The evening of May 11th the last monthly meeting before the three annual Summer visits was a particularly wet evening but, despite the weather, the meeting was well attended. We welcomed some guests from the Cathedral congregation to the meeting. 

The evening’s speakers were Dr Jackie Hall, the Peterborough Cathedral archaeologist and Teresa Porciani who is in her final year of her PhD at the University of Leicester, studying Figural Sculpture dating between s 700-800AD. The topic for the evening was The Hedda Stone.

The Hedda Stone is unique. The best preserved and largest Anglo-Saxon sculpture in the Country. Today it can be found in the Apse Chapel of Peterborough Cathedral. The stone was thought to have been carved somewhere between the late 9th and early 10th century.

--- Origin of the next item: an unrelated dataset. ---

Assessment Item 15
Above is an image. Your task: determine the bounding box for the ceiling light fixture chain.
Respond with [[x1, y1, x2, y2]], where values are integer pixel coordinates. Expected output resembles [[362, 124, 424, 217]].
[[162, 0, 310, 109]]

It’s a house-shaped, solid block of Barnack stone, a known Reliquary shape, carved on all sides. The front and back depict twelve saints with halos, six on each side. The pointed roof and the ends have symbols and beasts carved into it. Researching the stone, Teresa Porciani has managed to identify some of the Saints, but the more she researches the more questions the stone throws up. 

Dr Jackie Hall spoke of the known history of the stone, The legend of the stone first appeared in a late 14th-century chronicle written by the Abbot of Croyland (or Crowland). It was thought to be carved to commemorate the destruction of the Abbey at Medehamstede (later known as Peterborough)and the slaughter of eighty-four monks and the Abbot Hedda of Medehamstede by the Danes in around 870 AD. 

Dr Hall continued to relate the known history of the stoned and its position and condition over the following centuries. It was first located on the South side of the Cathedral grounds but subjected to the weather and the attention of the vandal in the subsequence years it was decided In 1714 that the stone would be moved into the Library of the Cathedral and later in 2018 to its present position in the Apse Chapel, behind the High Alter of the Cathedral.

The Peterborough History Society would like to thank Dr Hall and Ms Porciani for their illustrated and informative talk about what is known through in-depth research of this unique Anglo-Saxon stone.

Hedda Stone after being in the Cathedral Library painted to represent marble. Image courtesy of the V&A
The Hedda Stone as it is now. Once known as the Monks Stone. Now cleaned of black marble-style paint.